This article is from the Australian Property Journal archive
THE severe stock shortage fuelling the national housing crisis is poised to grow in 2024 and push prices higher, with Australians taking out fewer home loans as affordability constraints bite hard.
The latest data from the Australian Bureau of Statistics showed home lending fell 3.9% month-on-month to $25.12 billion in January. Owner occupier lending was down 4.6% to $15.91 billion (up 3.4% annually) and investor loans dipped 2.6% to $9.21 billion (18.5% higher than a year earlier).
First home buyer lending fell 6.9% in January. The largest fall was in NSW (by 8%) with Sydney’s housing affordability constraints a significant drag on demand, said senior economist for Oxford Economics Australia, Maree Kilroy.
She said the flow-through of the November rate hike contributed to the overall 5.2% decline in loans for the purchase of existing dwellings.
Canstar’s Steve Mickenbecker said the jostling in activity in recent months points to upgraders and downsizers holding out for rate cuts to maximise their borrowing power, while investors and first homebuyers battle it out for current market stock.
ANZ senior economist Adelaide Timbrell said, “The drop in sales volumes in December and January may signal further weakness in lending in the coming months, as may the fall in average loan size for owner occupiers”.
The average loan size dropped sharply in January for owner occupiers excluding first home buyers, by 4%.
The current outperformance of the Western Australia and South Australia property markets showed through in continued growth in average loan size, which is now on par for the two states at a record $530,000.
Ongoing house value growth continues to stretch affordability and put the dream of home ownership out of reach for a fast-growing cohort of Australians, while rents have surged and rental vacancies are sitting at historic lows.

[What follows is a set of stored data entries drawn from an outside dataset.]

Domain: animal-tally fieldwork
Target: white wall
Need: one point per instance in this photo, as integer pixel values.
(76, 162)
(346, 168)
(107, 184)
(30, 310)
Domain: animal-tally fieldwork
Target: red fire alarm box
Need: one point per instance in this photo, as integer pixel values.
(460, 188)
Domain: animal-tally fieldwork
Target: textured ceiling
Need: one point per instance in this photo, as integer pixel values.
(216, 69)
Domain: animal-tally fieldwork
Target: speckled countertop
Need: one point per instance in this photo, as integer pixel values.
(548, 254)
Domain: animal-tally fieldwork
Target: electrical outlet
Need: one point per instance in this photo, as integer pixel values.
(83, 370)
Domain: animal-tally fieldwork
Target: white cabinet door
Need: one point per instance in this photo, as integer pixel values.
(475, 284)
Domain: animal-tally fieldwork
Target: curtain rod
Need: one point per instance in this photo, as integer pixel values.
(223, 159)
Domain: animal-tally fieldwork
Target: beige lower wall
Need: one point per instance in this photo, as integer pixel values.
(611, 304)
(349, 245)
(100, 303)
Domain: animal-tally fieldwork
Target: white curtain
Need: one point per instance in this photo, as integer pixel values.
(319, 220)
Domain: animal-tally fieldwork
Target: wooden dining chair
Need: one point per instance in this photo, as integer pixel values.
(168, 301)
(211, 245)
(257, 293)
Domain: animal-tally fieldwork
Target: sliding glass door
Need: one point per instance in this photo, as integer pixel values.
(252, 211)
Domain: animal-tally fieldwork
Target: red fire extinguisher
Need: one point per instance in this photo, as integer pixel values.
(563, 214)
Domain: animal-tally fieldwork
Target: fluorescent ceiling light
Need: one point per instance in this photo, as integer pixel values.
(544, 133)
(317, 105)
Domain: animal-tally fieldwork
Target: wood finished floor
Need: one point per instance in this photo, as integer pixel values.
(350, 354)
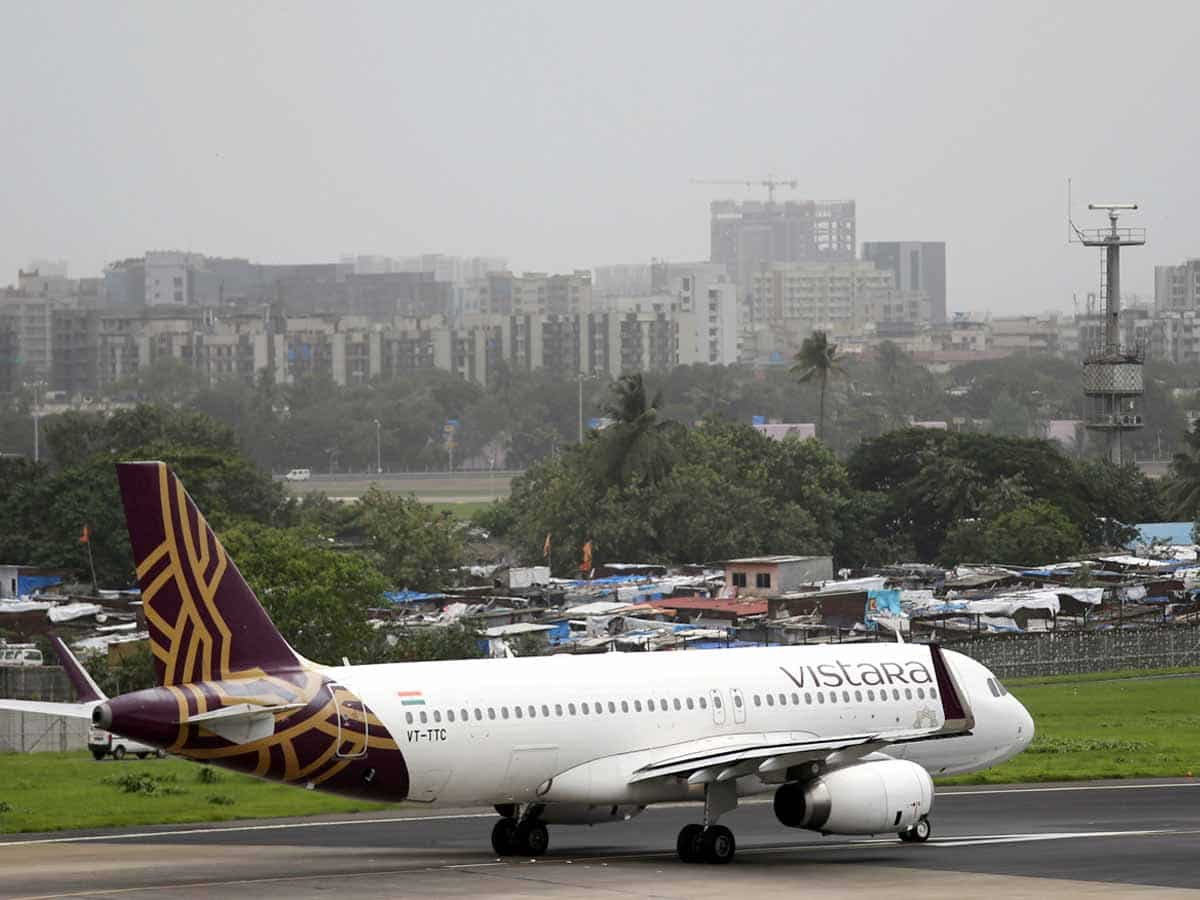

Kilroy said buyer demand is keeping up with the lift in new listings, seeing property price growth sustained through the first few months of the year.
“While housing affordability is at a low point, record-breaking net overseas migration has added materially to underlying housing demand,” Kilroy said.
“Simultaneously, capacity constraints within the construction sector are holding back the delivery of new housing.”
There was a 3.2% drop in loans for the construction of dwellings in January.
Supply shortage to worsen
“The gap between incremental demand and supply is wide. We estimate a national dwelling stock shortage of 110,000 which is positioned to expand further. This will be the anchor for further price gains in 2024,” Kilroy said.
Official figures this week showed home approvals fell in January to a 12-year low. Oxford Economics Australia believes residential commencements are near the bottom of the cycle, with a trough of 153,700 expected for FY2024 – a fall of 11%.
The Albanese government has set in train billions’ of dollars’ worth of new housing builds. The National Housing Accord, struck with the states and territories, aims to deliver 1.2 million “well-located homes” across the country over five years from July, while the $10 billion Housing Australia Future Fund (HAFF) kicks off at the same time, aiming to deliver 30,000 new social and affordable homes. The HAFF is accompanied by the $2 billion Social Housing Accelerator, which aims to provide a further 4,000 social homes.
While critics of the HAFF say it doesn’t go far enough, some analysts, including Kilroy, say the targets are unrealistic in the first place, with contributing factors including higher interest rates, delays, and cost escalations pushing up new home prices and causing buyer anxiety, as well as planning lags.
Speaking at the National Property Club this week, Property Council of Australia CEO Mike Zorbas who used his address to slam “broken state planning systems” and government taxes as impediments to supply.
“I can tell you that there are housing ministers, planning ministers around this country who are sitting on development approvals right now that they could release very, very, easily and make a really material difference to supply, but it’s a very difficult and slow process,” Zorbas said.
Zorbas was debating Greens Spokesperson for Housing and Homelessness, Max Chandler-Mather who unveiled the party’s first policy for the next federal election in the form of a $27.9 billion public property developer that would deliver 610,000 homes over a decade.
The program would not be means-tested.
The Greens say there is a shortage of 750,000 public homes across the country.
Federal Treasurer Jim Chalmers dismissed the Greens’ proposal.
“I think this is consistent with how the Greens go about things. It’s easy enough for them to write press releases with big numbers attached to it,” he told reporters.